Com Licença, Por Favor, Obrigado

Reproduzo abaixo um post da Celia Spangher, nunca é demais falar das boas maneiras. 

Quando eu era pequena (quase na época em que os animas falavam rs), minha mãe dizia que essas eram as três chaves  do coração e que sempre deviam ser ditas. Era comum na minha casa, a gente ouvir a frase: “filha, como é que se diz?” quando alguém levava um presente, ou fazia um elogio, e até mesmo à mesa ao passarmos pratos um ao outro.

Desde muito pequena fui ensinada a valorizar a cortesia como forma de convivência com as pessoas em geral – elogiar em público, repreender ou discutir em particular, sorrir, cumprimentar, dar passagem às pessoas, segurar a porta do elevador, dar retorno a telefonemas, emails, chegar pontualmente no horário combinado, etc.

Em nome da pressa, do excesso de trabalho ou qualquer outra desculpa, nas últimas décadas, era perceptível um certo ‘desapego’ à cortesia como regra de boa convivência.

Mas tenho sentido que ultimamente, essas questões que estavam desaparecendo ou perdendo o valor, estão voltando a ser consideradas, principalmente no mundo corporativo. O ser humano volta a ser o centro das atenções…

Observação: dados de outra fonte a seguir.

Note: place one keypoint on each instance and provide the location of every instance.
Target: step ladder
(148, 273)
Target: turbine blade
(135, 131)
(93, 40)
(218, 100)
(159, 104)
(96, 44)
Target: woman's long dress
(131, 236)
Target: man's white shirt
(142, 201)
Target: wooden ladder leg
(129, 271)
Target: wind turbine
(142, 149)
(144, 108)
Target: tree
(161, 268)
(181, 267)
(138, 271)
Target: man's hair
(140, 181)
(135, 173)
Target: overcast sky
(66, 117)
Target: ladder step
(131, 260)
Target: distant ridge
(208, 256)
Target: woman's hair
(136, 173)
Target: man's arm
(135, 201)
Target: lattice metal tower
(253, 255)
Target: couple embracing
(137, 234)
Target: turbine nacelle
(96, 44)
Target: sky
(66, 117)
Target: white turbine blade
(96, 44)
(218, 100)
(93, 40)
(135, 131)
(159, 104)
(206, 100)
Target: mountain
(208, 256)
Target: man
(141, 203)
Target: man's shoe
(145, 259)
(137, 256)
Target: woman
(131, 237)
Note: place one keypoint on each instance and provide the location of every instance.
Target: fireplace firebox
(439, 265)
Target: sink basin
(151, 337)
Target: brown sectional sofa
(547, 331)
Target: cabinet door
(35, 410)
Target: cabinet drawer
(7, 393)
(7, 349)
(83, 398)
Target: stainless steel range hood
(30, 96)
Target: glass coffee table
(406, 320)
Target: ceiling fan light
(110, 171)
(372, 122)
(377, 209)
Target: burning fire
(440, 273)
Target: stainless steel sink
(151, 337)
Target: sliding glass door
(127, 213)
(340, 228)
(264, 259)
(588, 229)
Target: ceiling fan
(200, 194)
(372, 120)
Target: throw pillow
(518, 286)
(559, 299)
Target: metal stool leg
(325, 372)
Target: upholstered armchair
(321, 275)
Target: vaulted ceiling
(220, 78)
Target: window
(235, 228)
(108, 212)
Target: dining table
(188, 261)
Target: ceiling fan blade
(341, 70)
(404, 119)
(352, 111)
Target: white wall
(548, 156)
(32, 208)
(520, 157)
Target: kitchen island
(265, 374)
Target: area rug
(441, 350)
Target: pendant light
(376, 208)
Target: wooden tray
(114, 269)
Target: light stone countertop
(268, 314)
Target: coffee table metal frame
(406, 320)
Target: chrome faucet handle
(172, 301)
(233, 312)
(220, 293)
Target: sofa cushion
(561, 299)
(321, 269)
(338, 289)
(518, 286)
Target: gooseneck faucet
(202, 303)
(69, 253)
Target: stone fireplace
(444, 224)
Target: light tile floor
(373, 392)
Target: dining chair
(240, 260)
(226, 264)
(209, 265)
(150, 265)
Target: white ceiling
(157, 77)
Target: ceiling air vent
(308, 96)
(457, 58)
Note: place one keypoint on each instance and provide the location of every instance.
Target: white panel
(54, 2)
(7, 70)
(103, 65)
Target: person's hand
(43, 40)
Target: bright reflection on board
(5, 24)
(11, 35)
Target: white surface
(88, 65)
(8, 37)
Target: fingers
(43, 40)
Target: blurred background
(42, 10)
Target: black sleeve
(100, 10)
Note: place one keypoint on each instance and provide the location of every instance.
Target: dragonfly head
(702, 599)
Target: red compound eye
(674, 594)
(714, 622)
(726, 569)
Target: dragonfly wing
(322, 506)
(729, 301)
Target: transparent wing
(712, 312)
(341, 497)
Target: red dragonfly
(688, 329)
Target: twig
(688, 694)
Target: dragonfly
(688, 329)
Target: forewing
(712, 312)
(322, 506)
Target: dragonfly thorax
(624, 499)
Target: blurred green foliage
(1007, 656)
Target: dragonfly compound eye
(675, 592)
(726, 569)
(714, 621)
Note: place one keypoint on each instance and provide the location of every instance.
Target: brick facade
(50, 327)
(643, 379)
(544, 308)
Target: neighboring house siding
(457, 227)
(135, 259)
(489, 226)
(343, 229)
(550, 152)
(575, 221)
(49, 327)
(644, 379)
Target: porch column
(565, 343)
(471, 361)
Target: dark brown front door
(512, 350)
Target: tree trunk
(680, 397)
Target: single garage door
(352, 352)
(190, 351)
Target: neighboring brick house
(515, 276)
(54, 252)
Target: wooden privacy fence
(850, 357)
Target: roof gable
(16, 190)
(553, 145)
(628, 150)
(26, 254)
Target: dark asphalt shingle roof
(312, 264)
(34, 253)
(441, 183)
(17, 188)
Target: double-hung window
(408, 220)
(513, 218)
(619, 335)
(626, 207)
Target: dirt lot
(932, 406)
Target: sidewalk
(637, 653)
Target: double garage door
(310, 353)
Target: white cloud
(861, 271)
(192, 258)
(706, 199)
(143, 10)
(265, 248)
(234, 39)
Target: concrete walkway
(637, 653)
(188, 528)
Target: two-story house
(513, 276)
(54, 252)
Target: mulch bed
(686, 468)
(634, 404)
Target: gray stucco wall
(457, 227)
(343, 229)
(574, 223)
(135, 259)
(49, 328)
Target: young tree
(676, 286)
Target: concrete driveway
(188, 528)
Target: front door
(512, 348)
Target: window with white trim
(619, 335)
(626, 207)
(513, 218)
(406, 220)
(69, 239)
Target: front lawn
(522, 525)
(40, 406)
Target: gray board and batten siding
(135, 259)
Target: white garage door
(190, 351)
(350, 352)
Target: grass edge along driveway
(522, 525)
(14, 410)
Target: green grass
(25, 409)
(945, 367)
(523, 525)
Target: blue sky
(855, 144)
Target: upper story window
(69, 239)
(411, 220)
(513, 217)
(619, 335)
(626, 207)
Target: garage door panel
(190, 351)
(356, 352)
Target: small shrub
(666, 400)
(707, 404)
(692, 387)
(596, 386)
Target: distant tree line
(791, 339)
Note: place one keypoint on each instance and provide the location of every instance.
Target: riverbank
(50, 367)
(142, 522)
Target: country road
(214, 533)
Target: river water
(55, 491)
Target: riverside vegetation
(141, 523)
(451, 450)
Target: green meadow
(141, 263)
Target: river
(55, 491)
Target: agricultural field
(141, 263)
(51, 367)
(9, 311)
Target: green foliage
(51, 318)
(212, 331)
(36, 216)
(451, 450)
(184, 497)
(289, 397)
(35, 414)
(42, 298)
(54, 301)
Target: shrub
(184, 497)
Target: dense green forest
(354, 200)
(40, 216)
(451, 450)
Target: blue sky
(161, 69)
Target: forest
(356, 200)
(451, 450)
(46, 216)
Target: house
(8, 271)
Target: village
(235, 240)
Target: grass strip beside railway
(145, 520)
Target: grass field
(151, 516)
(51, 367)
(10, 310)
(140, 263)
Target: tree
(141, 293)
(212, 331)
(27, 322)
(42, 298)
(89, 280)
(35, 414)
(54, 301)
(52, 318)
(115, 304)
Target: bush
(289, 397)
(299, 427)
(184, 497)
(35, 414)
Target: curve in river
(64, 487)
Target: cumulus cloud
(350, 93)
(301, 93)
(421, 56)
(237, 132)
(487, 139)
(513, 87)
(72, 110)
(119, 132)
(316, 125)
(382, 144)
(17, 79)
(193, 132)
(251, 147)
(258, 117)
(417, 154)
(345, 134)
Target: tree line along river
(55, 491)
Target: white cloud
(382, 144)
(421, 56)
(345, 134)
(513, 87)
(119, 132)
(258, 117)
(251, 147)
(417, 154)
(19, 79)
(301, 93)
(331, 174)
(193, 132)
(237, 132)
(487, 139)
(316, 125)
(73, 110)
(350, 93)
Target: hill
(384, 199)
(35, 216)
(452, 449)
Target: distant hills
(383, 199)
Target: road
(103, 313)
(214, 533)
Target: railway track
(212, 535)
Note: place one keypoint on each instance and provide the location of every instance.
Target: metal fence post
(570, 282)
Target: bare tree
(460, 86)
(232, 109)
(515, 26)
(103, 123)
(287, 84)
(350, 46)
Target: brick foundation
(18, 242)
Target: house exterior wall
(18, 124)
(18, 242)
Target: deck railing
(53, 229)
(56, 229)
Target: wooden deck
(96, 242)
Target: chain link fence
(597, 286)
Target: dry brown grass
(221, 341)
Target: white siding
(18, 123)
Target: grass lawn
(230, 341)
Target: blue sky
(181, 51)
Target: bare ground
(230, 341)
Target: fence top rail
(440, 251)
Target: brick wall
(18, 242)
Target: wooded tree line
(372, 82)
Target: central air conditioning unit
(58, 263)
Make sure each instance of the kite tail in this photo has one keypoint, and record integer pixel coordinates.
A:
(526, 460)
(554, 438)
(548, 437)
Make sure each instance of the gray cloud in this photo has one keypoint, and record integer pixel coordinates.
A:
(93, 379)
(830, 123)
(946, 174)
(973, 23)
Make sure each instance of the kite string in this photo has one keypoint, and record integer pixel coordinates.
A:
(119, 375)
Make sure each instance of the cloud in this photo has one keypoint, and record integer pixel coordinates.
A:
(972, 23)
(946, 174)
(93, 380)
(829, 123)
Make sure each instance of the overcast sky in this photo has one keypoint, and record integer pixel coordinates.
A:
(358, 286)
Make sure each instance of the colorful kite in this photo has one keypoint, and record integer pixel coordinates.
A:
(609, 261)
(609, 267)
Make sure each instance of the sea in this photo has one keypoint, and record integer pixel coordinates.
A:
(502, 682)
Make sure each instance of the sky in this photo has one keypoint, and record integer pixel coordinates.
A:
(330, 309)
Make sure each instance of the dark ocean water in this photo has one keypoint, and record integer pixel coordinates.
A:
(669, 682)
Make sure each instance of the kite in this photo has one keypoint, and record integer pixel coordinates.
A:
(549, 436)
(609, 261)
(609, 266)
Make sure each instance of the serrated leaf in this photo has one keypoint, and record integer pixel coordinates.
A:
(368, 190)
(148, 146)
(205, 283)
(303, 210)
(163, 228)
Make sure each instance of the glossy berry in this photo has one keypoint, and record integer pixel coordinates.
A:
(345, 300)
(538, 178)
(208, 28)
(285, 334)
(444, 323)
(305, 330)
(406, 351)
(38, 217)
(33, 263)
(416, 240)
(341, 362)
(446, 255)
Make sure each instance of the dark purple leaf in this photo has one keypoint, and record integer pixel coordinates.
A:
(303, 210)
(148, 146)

Ainda vejo “idosos” de 30 anos parando seus carros tranquilamente na vaga que não lhes pertence. Ou mesmo “deficientes” (provavelmente mentais…) desrespeitando as vagas estipuladas a pessoas com necessidades especiais. Na vida profissional não é diferente. Tenho visto profissionais que não retornam ligações, nem respondem a recados, mandam emails sem qualquer tipo de cortesia, tratam membros da equipe (abaixo deles, claro) com desprezo e até mesmo grosseria, na frente de quem quer que seja, utilizando-se da posição que têm para diminuir os outros. Relatos como esses ainda são freqüentes nas entrevistas de trabalho que conduzo, e isso é preocupante. Porém, as coisas estão mudando.

Aqui vai o meu alerta a você que pára o seu carro na vaga que não lhe pertence, fura filas, joga lixo pela janela do carro, destrata pessoas que considera de “pouca importância”e desrespeita subordinados e pares, entre outras descortesias: sua vida dentro das organizações está com os dias contados. O fator comportamental tem pesado muito nas contratações e sobretudo nas demissões. Por isso, é bom você colocar suas “barbas de molho” e rever sua posição diante das palavras cortesia, consideração e respeito que fazem eco às básicas ‘com licença, por favor, muito obrigado’. Elas valem muito mais do que qualquer MBA….

Celia Spangher é Diretora de Gestão do Talento da Maxim Consultores.

Comentários

Anônimo disse…
You'r totally correct on this writing..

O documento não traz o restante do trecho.